Herr Minister, entschuldigen Sie die erneute Unterbrechung. Aber Ihrer ausdrücklichen Einladung,

(Minister Ralf Jäger: Die hat gefruchtet!)

Ihnen eine erneute Zwischenfrage zu stellen, ist Frau Kollegin Vogt sofort nachgekommen. Deshalb bin ich mir sicher, Sie werden sie zulassen.

Gerne.

Herzlichen Dank. – Herr Minister Jäger, wir haben Ihre Antwort nicht so genau verstanden. Deswegen fragen wir noch mal nach, damit Sie es präzisieren. Sie sagen also: „Eine Unterbringung im Zeltlager ist nicht menschenwürdig“?

Nein, natürlich nicht, Frau Vogt. Dann will ich das noch mal genau erklären. Ich will Bezug nehmen auf den Geschäftsführer der Diakonie in Duisburg, Herrn Kiepe-Fahrenholz, den ich übrigens sehr schätze.

Er hat in einem offenen Brief sehr deutlich dargelegt: Diejenigen, die von außen jetzt darauf zeigen und das kritisieren, sind genau diejenigen, die nichts zur Lösung dieser Unterbringungsprobleme in der Vergangenheit beigetragen haben.

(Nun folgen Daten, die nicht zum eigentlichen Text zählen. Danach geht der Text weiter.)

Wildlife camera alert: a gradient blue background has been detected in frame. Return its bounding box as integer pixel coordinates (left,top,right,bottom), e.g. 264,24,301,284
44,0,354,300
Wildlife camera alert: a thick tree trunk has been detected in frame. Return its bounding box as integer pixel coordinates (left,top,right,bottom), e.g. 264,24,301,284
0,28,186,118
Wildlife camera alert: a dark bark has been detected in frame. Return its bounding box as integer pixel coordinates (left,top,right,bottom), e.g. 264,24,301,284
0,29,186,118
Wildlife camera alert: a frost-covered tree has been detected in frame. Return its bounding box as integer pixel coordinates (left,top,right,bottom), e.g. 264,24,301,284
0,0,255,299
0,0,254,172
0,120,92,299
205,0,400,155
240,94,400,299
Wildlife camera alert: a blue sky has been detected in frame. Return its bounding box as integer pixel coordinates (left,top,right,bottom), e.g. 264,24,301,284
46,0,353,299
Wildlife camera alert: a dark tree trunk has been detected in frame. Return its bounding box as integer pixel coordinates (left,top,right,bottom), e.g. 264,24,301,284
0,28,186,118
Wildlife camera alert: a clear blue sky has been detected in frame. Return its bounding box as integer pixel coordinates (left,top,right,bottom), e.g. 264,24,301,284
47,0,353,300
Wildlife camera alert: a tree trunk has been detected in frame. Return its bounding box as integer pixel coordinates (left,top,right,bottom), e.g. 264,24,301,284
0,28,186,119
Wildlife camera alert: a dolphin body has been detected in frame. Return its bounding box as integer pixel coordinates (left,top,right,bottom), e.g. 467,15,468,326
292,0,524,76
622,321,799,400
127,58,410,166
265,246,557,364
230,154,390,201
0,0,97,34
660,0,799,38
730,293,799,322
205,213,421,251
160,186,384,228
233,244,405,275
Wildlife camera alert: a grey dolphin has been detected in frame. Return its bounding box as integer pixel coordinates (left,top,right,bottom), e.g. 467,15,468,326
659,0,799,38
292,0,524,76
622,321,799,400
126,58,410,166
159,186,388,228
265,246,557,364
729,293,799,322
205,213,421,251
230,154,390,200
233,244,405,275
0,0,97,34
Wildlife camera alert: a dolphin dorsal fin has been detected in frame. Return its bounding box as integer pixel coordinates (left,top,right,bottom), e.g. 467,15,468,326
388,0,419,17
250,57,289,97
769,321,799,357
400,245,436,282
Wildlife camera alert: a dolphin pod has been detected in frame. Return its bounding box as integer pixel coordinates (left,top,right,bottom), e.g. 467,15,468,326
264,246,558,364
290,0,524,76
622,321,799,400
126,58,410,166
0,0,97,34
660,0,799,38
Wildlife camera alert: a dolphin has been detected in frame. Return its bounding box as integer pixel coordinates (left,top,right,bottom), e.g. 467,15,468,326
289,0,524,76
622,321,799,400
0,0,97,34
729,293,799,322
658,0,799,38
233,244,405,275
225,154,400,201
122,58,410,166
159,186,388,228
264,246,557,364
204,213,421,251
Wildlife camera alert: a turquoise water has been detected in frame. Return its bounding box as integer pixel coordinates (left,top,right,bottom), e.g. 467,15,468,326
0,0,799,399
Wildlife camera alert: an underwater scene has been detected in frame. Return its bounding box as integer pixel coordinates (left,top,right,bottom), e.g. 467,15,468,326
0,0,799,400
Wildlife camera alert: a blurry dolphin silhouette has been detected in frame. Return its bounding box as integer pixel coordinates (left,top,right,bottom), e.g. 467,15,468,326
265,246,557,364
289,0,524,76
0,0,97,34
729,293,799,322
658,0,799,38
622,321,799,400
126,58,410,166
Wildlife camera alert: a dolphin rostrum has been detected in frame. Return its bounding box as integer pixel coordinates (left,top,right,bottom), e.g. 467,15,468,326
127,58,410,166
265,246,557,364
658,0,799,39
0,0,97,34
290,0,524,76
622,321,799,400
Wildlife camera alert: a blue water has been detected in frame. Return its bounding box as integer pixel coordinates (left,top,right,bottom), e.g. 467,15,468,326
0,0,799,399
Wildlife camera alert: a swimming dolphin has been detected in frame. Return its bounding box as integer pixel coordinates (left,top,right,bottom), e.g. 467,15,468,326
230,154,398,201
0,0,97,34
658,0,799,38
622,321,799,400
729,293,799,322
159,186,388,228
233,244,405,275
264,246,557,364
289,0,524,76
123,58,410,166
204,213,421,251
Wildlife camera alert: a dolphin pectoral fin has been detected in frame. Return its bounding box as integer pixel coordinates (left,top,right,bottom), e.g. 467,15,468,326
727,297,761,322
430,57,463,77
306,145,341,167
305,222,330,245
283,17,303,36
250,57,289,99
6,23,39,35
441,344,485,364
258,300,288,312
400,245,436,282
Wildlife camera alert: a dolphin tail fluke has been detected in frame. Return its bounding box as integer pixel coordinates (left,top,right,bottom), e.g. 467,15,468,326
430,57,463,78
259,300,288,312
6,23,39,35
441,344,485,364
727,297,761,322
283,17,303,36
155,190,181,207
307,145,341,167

(Beifall von der SPD und den GRÜNEN)

Diese Kritik aus der Ferne, die bei der Daraufschau stattfindet, vergisst dabei völlig, dass die Stadt Duisburg in einer extrem angespannten Situation ist und selbst sagt:

(Josef Hovenjürgen [CDU]: Andere auch!)

Das kann nur die Ultima Ratio sein. Statt Menschen unter Brücken und unter freien Himmel schlafen zu lassen, wird eine vorübergehende Unterbringung in Zeltstädten dann erforderlich, wenn wir es nicht schaffen, in Duisburg ausreichend Kapazitäten gemeinsam mit dem Land Nordrhein-Westfalen und der Bezirksregierung Arnsberg zu akquirieren. – Aber Sie können daran, dass diese Zeltstadt nicht belegt ist, feststellen, dass diese Bemühungen offensichtlich fruchtbar sind.